The sentence describes the character Zein, whose love for young girls draws attention to them and he is therefore described as 'a trumpet'

فقد فطنت امهات البنات الى خطورته كبوق يدعين به لبناتهن 

Many thanks!


----------



## Matat

It's hard to tell without more context, but assuming there is no typo, the only way I can make sense of it is if the author is using يُدْعَيْنَ (i.e. ِكَبُوقٍ يُدْعَيْنَ بِه = like a trumpet which they are called with), which is the third person feminine plural conjugate of the verb دُعِيَ ـ يُدْعَى.  This is the passive form of the Form I verb دَعَا ـ يَدْعُو.

فَقَدْ فَطِنَتْ أُمَّهَاتُ الْبَنَاتِ إِلَى خُطُورَتِهِ كَبُوقٍ يُدْعَيْنَ بِهِ لِبَنَاتِهِنَّ
"The girls' mothers came to realize his significance; like a trumpet which directs their (the mothers') attention toward their daughters."


----------



## CBISH

I hope it is not a typo. The broader context is that the mothers are trying to attract suitors for the daughters... which is why I thought they were the active subjects of a form eight ادعى - as in they 'claimed things about their daughters'?


----------



## Matat

CBISH said:


> which is why I thought they were the active subjects of a form eight ادعى - as in they 'claimed things about their daughters'?


If it was يَدَّعِينَ به لبناتهن, I wouldn't think that this would mean "claim things about their daughters". It also sounds very sloppy this way. Regardless, I don't see how this meaning could be consolidated with كبوق ("like a trumpet which they claimed things to about their daughters"??), so يُدْعَيْنَ seems like the better option.


----------



## cherine

Why wouldn't it be the verb دعا - يدعو (yad3iina)? I'm not sure about the correct conjugation here, but to me the sentence says that the mothers used him as a way to attract attention to their daughter, because whenever he liked a girl he'd talk about her everywhere, attracting attention to her and the girl soon ends up getting married. The following paragraph talks about how the mothers would invite him to their homes and give him food and tea and coffee, and encourage their daughters to greet him in the hope that he'll like one of them and starts singing her praise, which would then attract attention to the girl and help her find a good suitor.


----------



## Matat

cherine said:


> Why wouldn't it be the verb دعا - يدعو (yad3iina)?

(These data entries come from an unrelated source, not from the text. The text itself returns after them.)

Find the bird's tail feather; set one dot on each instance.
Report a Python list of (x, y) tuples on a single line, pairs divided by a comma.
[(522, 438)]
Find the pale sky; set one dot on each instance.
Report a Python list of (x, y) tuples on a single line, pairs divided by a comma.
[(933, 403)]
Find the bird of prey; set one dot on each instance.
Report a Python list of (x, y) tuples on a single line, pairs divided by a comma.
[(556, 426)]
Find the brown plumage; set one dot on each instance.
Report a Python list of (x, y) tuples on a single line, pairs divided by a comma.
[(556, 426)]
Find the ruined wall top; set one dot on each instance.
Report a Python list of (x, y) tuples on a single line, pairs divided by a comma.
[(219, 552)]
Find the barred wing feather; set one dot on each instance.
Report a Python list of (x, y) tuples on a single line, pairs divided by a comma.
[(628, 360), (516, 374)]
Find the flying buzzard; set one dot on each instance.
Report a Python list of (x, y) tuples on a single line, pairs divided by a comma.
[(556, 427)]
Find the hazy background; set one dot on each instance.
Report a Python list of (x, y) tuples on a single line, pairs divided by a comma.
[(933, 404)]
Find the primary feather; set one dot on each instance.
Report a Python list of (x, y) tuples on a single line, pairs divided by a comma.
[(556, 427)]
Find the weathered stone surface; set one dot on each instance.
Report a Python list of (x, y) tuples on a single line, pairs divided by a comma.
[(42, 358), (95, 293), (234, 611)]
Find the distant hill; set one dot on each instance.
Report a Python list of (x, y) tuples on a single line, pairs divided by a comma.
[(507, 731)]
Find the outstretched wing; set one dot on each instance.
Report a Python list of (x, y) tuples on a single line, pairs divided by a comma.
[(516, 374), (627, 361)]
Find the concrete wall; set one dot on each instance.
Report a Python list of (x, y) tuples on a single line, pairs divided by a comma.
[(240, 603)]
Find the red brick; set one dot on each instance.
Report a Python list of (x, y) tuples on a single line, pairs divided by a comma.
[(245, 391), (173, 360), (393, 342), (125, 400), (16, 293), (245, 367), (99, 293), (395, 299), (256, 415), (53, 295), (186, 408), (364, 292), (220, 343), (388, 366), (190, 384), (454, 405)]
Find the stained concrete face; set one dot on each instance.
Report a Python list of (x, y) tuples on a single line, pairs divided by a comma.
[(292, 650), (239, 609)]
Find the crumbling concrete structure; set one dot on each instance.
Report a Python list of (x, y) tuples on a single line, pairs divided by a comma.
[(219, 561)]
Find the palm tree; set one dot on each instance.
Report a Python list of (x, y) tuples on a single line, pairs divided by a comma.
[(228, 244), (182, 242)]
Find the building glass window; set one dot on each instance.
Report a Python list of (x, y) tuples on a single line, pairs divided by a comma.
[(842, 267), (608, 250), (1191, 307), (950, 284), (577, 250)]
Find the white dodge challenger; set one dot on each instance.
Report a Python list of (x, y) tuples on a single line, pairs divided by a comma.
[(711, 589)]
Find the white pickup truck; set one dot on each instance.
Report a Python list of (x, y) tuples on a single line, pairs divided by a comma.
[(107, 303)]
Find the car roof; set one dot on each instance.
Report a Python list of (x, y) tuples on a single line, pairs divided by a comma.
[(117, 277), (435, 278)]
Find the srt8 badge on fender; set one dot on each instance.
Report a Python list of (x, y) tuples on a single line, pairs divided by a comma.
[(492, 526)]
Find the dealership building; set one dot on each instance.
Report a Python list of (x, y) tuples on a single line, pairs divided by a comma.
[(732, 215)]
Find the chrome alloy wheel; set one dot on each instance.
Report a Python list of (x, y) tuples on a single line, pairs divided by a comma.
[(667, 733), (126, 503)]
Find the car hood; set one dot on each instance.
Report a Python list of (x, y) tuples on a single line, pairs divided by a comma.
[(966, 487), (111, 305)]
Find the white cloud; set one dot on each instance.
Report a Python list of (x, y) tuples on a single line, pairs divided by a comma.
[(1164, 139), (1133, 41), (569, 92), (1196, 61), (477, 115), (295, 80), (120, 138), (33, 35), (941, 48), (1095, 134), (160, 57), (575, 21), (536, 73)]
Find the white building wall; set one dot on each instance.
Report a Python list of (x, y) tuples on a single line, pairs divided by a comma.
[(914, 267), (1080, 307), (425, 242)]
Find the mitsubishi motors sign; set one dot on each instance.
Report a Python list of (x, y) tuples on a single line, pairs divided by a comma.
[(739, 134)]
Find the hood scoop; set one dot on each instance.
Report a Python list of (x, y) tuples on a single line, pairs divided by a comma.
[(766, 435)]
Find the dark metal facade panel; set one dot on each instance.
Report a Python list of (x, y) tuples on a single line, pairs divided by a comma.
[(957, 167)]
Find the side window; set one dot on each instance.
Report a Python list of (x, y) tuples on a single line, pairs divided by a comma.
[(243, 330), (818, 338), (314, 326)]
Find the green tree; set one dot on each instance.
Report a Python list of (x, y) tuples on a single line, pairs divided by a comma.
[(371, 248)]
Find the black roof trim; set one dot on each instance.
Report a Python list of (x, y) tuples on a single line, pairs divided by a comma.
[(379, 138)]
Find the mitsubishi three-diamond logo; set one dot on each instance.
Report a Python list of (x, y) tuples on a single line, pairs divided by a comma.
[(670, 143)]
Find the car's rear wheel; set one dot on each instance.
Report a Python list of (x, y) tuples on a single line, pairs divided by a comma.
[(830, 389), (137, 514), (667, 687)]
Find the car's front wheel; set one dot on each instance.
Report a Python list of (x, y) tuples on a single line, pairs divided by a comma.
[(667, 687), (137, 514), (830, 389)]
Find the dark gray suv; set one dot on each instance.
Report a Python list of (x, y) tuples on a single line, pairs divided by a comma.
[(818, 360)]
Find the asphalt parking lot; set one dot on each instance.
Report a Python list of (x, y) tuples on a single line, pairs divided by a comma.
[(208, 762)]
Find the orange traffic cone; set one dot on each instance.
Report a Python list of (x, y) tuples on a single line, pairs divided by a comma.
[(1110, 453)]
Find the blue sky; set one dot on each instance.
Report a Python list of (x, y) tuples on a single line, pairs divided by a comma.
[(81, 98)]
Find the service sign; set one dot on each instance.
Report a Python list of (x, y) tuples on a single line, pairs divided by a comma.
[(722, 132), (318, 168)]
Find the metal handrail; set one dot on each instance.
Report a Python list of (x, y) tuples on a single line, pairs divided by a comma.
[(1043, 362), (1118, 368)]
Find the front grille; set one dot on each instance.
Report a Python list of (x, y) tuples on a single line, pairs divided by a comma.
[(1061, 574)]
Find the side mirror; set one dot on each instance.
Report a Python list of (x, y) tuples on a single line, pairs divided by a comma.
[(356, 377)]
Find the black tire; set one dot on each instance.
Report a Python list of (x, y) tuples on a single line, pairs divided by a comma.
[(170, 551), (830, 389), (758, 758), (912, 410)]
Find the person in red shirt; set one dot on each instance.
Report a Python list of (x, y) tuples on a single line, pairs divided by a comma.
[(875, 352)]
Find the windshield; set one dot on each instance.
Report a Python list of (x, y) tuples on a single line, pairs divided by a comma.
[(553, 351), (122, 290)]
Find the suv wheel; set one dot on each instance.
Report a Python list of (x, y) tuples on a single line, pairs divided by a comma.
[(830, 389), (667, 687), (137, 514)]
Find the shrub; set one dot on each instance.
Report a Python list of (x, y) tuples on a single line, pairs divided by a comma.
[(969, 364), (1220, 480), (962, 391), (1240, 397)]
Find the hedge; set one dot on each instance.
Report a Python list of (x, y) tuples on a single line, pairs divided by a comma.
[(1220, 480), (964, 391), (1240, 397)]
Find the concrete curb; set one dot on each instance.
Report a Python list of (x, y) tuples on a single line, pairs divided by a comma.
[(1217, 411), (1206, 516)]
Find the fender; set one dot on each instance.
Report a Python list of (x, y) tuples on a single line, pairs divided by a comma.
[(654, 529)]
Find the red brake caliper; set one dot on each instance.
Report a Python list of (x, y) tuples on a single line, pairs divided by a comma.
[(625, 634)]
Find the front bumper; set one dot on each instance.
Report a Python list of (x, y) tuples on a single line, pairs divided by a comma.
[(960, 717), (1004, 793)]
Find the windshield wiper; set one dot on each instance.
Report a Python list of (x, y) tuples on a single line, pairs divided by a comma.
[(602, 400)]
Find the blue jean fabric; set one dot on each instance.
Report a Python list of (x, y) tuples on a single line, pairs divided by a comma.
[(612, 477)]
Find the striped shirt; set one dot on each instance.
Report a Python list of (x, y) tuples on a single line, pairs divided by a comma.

It would have to be يَدْعُونَ in that case. أمهات البنات يدعون.


----------



## cherine

Right. But it still is the only meaning I can get out of this sentence. I mean it's about دعوة not ادعاء and the passive of يدعو also doesn't make sense.


----------



## Matat

cherine said:


> Right. But it still is the only meaning I can get out of this sentence.


So would you say it's a typo? As the sentence stands, I can't see how it would mean anything other than what I wrote above, because if it is يُدْعَيْنَ, then it is the mothers being drawn in by the trumpet, not the mothers drawing their daughters' attention with the trumpet. Moreover, even if it was conjugated in the active form as كبوق يدعون به لبناتهن, the sentence sounds wrong to my ears. I would expect one of the two prepositions not to be there if that were the case, where it would either be يدعونه لبناتهن or يدعون بناتهن به.


----------



## CBISH

I agree that دعا would make sense - and perhaps it it a typo?!


----------



## cherine

I'm really not 100% sure about the conjugation, so it can be either a typo or a mis-conjugation from the writer. But I'm 99.99% it is the verb دعا - يدعو 



Matat said:


> Moreover, even if it was conjugated in the active form as كبوق يدعون به لبناتهن, the sentence sounds wrong to my ears. I would expect one of the two prepositions not to be there if that were the case, where it would either be يدعونه لبناتهن or يدعون بناتهن به.


It sounds perfectly correct to my ears: they use the megaphone to call attention to their daughters يدعون بالبوق لبناتهم = يستخدمن البوق للدعوة إلى/لِجَذْبِ الانتباه إلى بناتهن.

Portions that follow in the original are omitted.